Scalable Spark Deployment using Kubernetes - Part 3 : Kubernetes Abstractions

In last blog of the series, we discussed about how to install kubernetes in our local machine.In this third blog, we will discuss what are the different abstractions provided by the kubernetes. You can access all the posts in the series here.

Kubernetes Abstractions

Kubernetes is a production grade container orchestration system. It follows an API driven approach to interact between different components. It has a vast API surface.We are not going to cover each of those API’s/abstractions here. We are only going to focus on few of the one which are used most of the times. For all the abstractions, refer to user guide.

The Kubernetes abstractions can be divided into following four major categories

Compute Abstractions - All the abstractions related to running a computing unit. Ex : Container, Pod etc.
Network Abstractions - All the abstractions related to expose the computing units on network ex: Container Port, Service etc.
Storage Abstractions - All the abstractions related to providing and managing storage for compute ex: Volume, VolumeClaim etc.
Metadata Abstractions - All the abstractions related to discovering compute, network and storage abstractions ex : labels

In the following sections, we will be discussing about important compute abstractions.
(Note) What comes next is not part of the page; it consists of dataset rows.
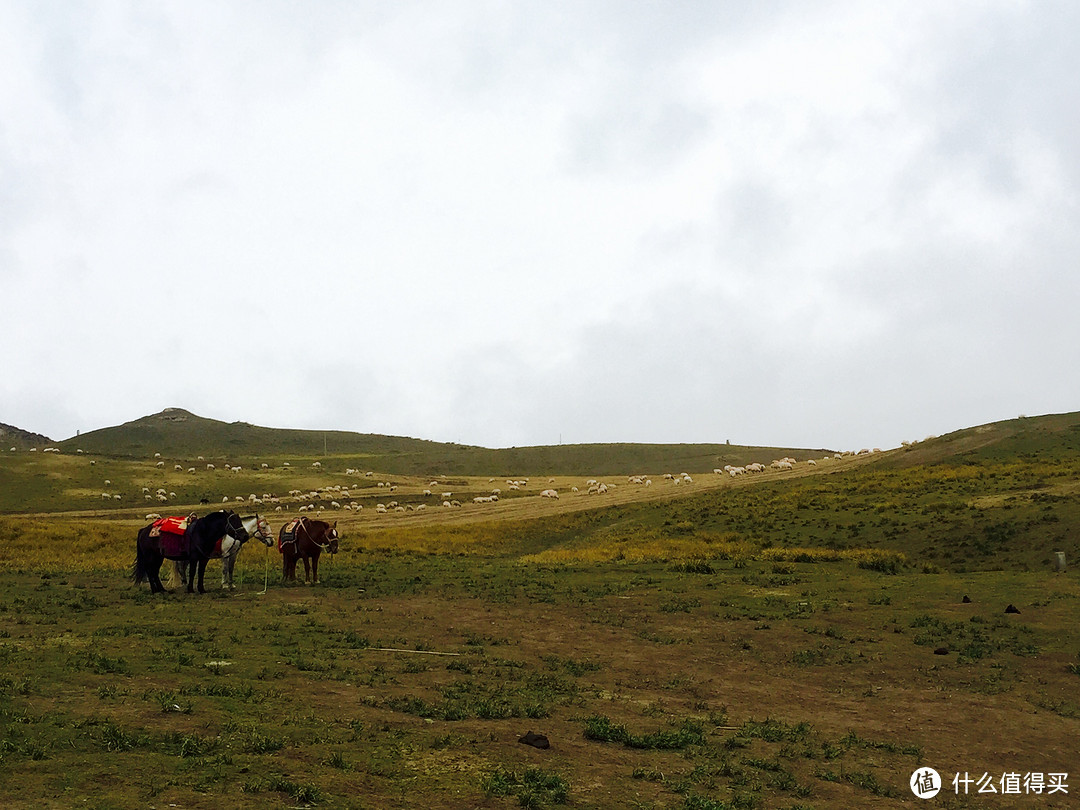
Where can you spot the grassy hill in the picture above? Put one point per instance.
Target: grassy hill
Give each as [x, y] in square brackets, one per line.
[179, 434]
[22, 440]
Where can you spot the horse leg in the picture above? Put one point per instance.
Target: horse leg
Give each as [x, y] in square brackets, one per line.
[153, 567]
The other abstractions will be covered in future posts.

A Brief Word about Containers

Kubernetes is a container orchestration framework. But what is a container? In simple terms, container is a light weight virtual machine which runs one of the services of an application. The major difference between VM and Containers is how they share operating system and underneath resources. In VM world, each VM has it’s own full copy of operating system. But in case of containers, all the containers share a common operating system kernel. So containers are much more light weight than the VM’s.

Even though containers are around more than a decade, docker made containers popular. You can get basics of docker or container in general by going through this video.

Compute Abstractions

Once we know what is a container, we can now start discussing about the different compute abstractions in kubernetes. Most of these abstractions discuss about how to create, manage and destroy the containers on scale.

Pod Abstraction

Pod is a collection of one or more containers. It’s smallest compute unit you can deploy on the kubernetes.
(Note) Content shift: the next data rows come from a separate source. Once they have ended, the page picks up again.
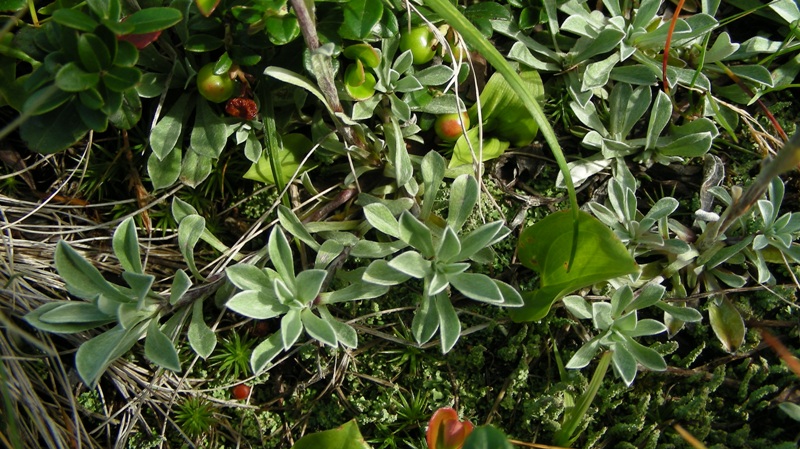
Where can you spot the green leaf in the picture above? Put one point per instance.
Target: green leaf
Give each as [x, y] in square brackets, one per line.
[195, 168]
[140, 285]
[257, 304]
[345, 437]
[282, 30]
[449, 324]
[71, 78]
[318, 328]
[85, 318]
[487, 437]
[381, 218]
[151, 19]
[82, 278]
[624, 364]
[360, 16]
[727, 323]
[94, 356]
[189, 231]
[120, 79]
[416, 234]
[477, 286]
[209, 133]
[126, 246]
[380, 273]
[165, 172]
[158, 348]
[75, 19]
[687, 314]
[265, 352]
[545, 248]
[201, 338]
[411, 263]
[280, 254]
[309, 285]
[482, 237]
[93, 53]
One of the important aspects of pods are, they run all the containers in the single node. This gives the locality to the containers which need low latency connection between them. Also since they run on same machine, kubernetes creates a networking scheme which allows each containers to address them each other by “localhost”

Defining the Pod

Kubernetes uses yaml as it’s configuration language for defining various resources.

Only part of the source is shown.